The founder of Sustainable Technology Investors Limited said he had seen growing demand among advisers for VCTs and EIS funds within the sustainable investment space.
This has prompted the recent launch of Elderstreet VCT’s sustainable technology share offer, which aims to raise £15m for the current tax year before the 4 April deadline.
Stil is the investment adviser to the Elderstreet VCT and Mr Power said that advisers who put their clients into the VCT before 28 February would see them benefit from a 2.5 per cent extra share offer, as well as a target 4p a share dividend each year.
The move comes after Stil opened an approved EIS Fund 2 following the close of its EIS Fund 1, which raised £5.4m last year.
The new EIS will target returns of £1.25 a share after costs for a four-year period. This equates to a 79 per cent return on a net 70p invested, taking into account the 30 per cent income tax relief available under EIS rules.
Mr Power said: “We are investing into businesses that have strong cash flow and good governance. You have to be hard-nosed about what is and what is not a good investment.

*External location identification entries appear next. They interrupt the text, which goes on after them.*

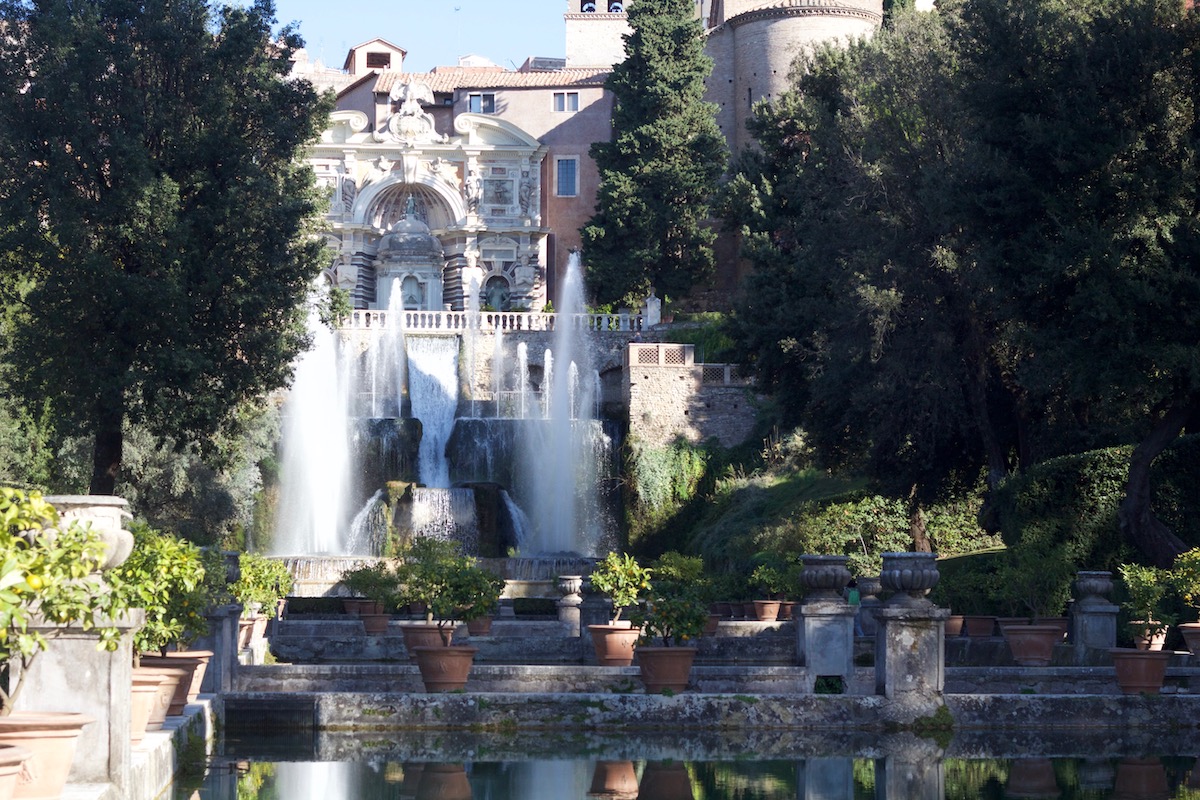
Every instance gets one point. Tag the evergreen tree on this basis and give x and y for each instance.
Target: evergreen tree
(157, 221)
(660, 169)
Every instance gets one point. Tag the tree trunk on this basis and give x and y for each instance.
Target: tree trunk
(1139, 524)
(107, 450)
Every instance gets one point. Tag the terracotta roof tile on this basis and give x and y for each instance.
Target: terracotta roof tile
(447, 79)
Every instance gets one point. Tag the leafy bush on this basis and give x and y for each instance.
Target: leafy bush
(622, 579)
(263, 582)
(163, 576)
(47, 571)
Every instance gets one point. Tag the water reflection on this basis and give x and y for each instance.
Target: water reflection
(900, 767)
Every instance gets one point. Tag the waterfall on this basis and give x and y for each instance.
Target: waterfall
(445, 513)
(562, 458)
(433, 396)
(315, 471)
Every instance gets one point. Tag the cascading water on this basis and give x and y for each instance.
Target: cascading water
(315, 474)
(561, 469)
(433, 395)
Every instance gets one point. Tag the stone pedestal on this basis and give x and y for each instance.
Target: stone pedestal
(222, 641)
(569, 603)
(1093, 617)
(910, 657)
(73, 675)
(825, 641)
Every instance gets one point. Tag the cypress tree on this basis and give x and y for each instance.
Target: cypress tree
(660, 169)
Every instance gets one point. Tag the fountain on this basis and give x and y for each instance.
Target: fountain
(522, 443)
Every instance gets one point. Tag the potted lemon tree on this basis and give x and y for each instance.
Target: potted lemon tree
(621, 578)
(48, 573)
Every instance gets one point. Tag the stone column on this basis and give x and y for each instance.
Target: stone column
(222, 641)
(826, 641)
(1095, 618)
(910, 642)
(569, 603)
(825, 631)
(73, 675)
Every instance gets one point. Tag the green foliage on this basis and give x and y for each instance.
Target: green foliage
(1067, 507)
(47, 572)
(163, 576)
(377, 582)
(622, 579)
(660, 168)
(1185, 577)
(186, 269)
(671, 617)
(663, 480)
(1145, 588)
(436, 573)
(263, 582)
(970, 583)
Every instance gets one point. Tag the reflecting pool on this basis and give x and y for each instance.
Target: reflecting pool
(451, 765)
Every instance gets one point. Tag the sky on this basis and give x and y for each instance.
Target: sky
(431, 31)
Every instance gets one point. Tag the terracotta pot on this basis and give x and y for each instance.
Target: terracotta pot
(161, 709)
(1140, 671)
(615, 780)
(1143, 779)
(444, 782)
(766, 611)
(1032, 645)
(144, 697)
(444, 668)
(375, 624)
(12, 761)
(665, 781)
(665, 668)
(613, 643)
(978, 626)
(196, 661)
(1191, 632)
(1031, 777)
(424, 635)
(51, 739)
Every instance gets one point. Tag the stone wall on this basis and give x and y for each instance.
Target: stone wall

We have a team of experts behind us looking at the various companies, whether operating in the hydro energy or biomass industries, to see which business structures are robust.”
Richard Troue, head of VCT research for Bristol-based Hargreaves Lansdown, said: “Stil is managed by a team with experience in the sector, which is positive, and they have identified a good pipeline of investment opportunities.
“The combination of investing in income-generating renewable energy projects and more traditional venture capital investments in sustainable technology companies could be a good combination.”